Eroin ekledi, “Ama bu olay yüzünden Müdür Imsoo ve tüm yandaşları savcılığa götürüldü. Tek seferde yok edilmelerine imkân yok. Bunu kimin yaptığını bilmiyorum ama onunla karşılaşsaydım önünde saygıyla eğilmek isterdim.”
Morfin’in omuzları çöktü.
“Eğer o deli orada olsaydı, o da bayılırdı… Dünyada adalet yok. Biri yanarak öldü, diğeri de bir ceset olabildi… Kaderleri nasıl böyle oldu?”
“Deli, Kokaine dayanamamasına rağmen o kadar uzun süre aynı odayı paylaşmışlar ki, inanılır gibi değil.”
“Bunun bir nedeni var.”
Morfin onun sözünü kesti. Morfin sesini alçaltınca Eroin ve Meth gözlerini büyüttü.
“Haşhaş ne zamandır Kokain’i kendisiyle aynı odayı paylaşması için ikna etmeye çalışıyor? Bir gün tartışmalarına kulak misafiri oldum ve Kokain, Haşhaş’a bu delinin bir sırrı olduğunu ve patronun bunu bilmesine izin veremeyeceğini söyledi. Patronun gözünü boyayabilecek tek kişi o, Kokain…”
“Bu delinin ne sırrı var?”
“Bilmiyorum, söylemiyor.”
Morfin, Kokain’in odasına bakarken gözleri kızardı. Bir zamanların saygıdeğer Kokain’i artık bir sakattan farksızdı. İşitme duyusunu kaybetmesinin yanı sıra zihni de paramparça olmuştu ve hiç umut yoktu.
“Aslında özgür olduğumuzda kendi albümümüzü çıkarmayı düşünüyordum, biliyor musun? Kokain baş vokalist olsaydı harika olurdu… Gerçekten böyle yaşamak zorunda mı, dışarıda onu iyileştirecek biri yok mu?”
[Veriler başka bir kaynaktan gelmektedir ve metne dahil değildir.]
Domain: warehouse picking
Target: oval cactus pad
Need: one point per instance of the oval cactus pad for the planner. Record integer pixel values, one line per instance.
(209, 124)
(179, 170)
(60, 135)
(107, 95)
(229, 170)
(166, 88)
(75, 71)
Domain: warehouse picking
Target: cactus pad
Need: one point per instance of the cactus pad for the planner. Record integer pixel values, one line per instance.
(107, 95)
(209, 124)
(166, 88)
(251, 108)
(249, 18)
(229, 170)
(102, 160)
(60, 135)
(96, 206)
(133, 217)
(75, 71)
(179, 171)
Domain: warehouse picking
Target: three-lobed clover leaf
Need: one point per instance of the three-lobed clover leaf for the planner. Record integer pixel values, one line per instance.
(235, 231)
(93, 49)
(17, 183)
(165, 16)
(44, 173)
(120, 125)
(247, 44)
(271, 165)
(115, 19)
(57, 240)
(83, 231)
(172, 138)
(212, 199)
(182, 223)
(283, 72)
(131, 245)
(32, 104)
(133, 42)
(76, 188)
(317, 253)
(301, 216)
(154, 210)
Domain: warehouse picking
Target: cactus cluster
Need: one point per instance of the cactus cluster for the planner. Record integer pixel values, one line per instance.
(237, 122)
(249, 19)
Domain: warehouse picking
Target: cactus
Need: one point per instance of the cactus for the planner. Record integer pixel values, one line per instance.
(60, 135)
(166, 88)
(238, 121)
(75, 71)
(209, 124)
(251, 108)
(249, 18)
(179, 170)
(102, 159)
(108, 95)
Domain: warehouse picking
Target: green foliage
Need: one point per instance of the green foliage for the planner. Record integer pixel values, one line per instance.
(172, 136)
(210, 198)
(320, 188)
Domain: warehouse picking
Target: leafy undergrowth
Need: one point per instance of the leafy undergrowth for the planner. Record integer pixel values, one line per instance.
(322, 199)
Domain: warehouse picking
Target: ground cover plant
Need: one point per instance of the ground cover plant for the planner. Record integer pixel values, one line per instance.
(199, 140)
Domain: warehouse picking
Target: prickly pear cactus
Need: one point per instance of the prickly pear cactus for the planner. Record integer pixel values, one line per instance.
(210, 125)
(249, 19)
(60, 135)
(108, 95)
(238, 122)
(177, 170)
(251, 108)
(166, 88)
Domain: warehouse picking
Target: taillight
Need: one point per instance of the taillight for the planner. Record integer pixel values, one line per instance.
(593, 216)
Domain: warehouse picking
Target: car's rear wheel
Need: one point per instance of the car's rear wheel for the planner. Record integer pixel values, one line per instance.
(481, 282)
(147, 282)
Morfin gözyaşlarını sildi ve iç çekti.
“Patron, o adam, nalları dikmeden önce en azından yeni bir şifacı bulmalıydı.”
………
Televizyon ekranında Cha Myunghwan Noel Baba kılığına girmiş, çocuklara hediyeler dağıtıyordu. Taeryung’un CEO’sunun her yıl tesisi ziyaret etmesi yıllık bir gelenekti. Çiçek gibi çocuklar tarafından kucaklanmasına rağmen Cha Myunghwan’ın yüzünde kayıtsız bir ifade vardı.
“Ne lanet bir gösteri.”
Sungjae dilini şaklattı ve televizyonu kapattı. Yurdun oturma odasında toplanan Beyinler yenilmiş görünüyordu. Kaptanlarını kaybetmelerinden bu yana geçen bir ay içinde Başkan Cha medyanın merceği altına girmiş, fon toplamış ve hisselerini genişletmişti. En kötüsü de, aylardır yetiştirmeye çalıştıkları dost güçler onlara karşı cephe almıştı; hissedarlar toplantısında yaklaşan yenilginin kaçınılmaz olduğu aşikârdı.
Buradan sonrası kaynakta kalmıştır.